We fail to reject the null hypothesis at the alpha = 0.05 significance level.

Dominant Period-

Null Hypothesis: There is no difference in the mean dominant period of the 2010-11 La Niña event and the 2015-16 El Niño event.

Alternative Hypothesis: There is a difference in the mean dominant period of the 2010-11 La Niña event and the 2015-16 El Niño event.

Show Code
#--- PERIOD
t.test(dom_period~enso, data = comparison_df)

    Welch Two Sample t-test

data:  dom_period by enso
t = 3.0192, df = 720.98, p-value = 0.002624
alternative hypothesis: true difference in means between group el_nino and group la_nina is not equal to 0
95 percent confidence interval:
 0.2180466 1.0288700
sample estimates:
mean in group el_nino mean in group la_nina 
             12.49772              11.87426 

We reject the null hypothesis at the alpha = 0.05 significance level.

Peak Swell Direction-

Null Hypothesis: There is no difference in the mean peak swell direction of the 2010-11 La Niña event and the 2015-16 El Niño event.

Alternative Hypothesis: There is a difference in the mean peak swell direction of the 2010-11 La Niña event and the 2015-16 El Niño event.

Show Code
#--- DIRECTION
t.test(peak_direction~enso, data = comparison_df)

    Welch Two Sample t-test

data:  peak_direction by enso
t = -1.9964, df = 728.15, p-value = 0.04627
alternative hypothesis: true difference in means between group el_nino and group la_nina is not equal to 0
95 percent confidence interval:
 -10.99248229  -0.09197763
sample estimates:
mean in group el_nino mean in group la_nina 
             281.9139              287.4562 

We reject the null hypothesis at the alpha = 0.05 significance level.

Discussion

It is interesting to see that with a significance value of alpha = 0.05, the difference in wave height was not statistically significant (but still close). However, the mean period was significantly smaller for the La Niña period than the El Niño, AND the mean swell direction was significantly steeper (more northerly, and less favorable for surfing in Santa Barbara) during the La Niña event. This lends support to the observation that El Niño years have bigger waves, longer periods, and a better swell direction (closer to 270 degrees) than La Niña years.

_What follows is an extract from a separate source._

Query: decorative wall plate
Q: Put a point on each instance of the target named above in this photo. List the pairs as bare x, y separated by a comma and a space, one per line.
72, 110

However, this is still relatively inconclusive, because no two ENSO cycles are exactly alike and we only have one of each here to compare. It is likely that different ENSO events have slightly different qualities and it would be irresponsible to generalize that just from comparing two of them we have uncovered some absolute truths. Nonetheless, comparing these two events did line up with what I outlined in the “motivation” section above. Due to the altering of the pacific storm track during an El Niño event, we see more waves coming straight into the SB channel (~270 degrees, straight West) without having to wrap around Point Conception to the North.

In further research, I would look into data from the West Santa Barbara buoy. This location is far more protected from north and south swells, which could be useful for more specific stats questions pertaining to just west swells. However, the refraction of swell around the islands and Point Conception sucks a lot of energy out of the swell which could decrease the variability in our data, therefore making statistical inferences more subtle.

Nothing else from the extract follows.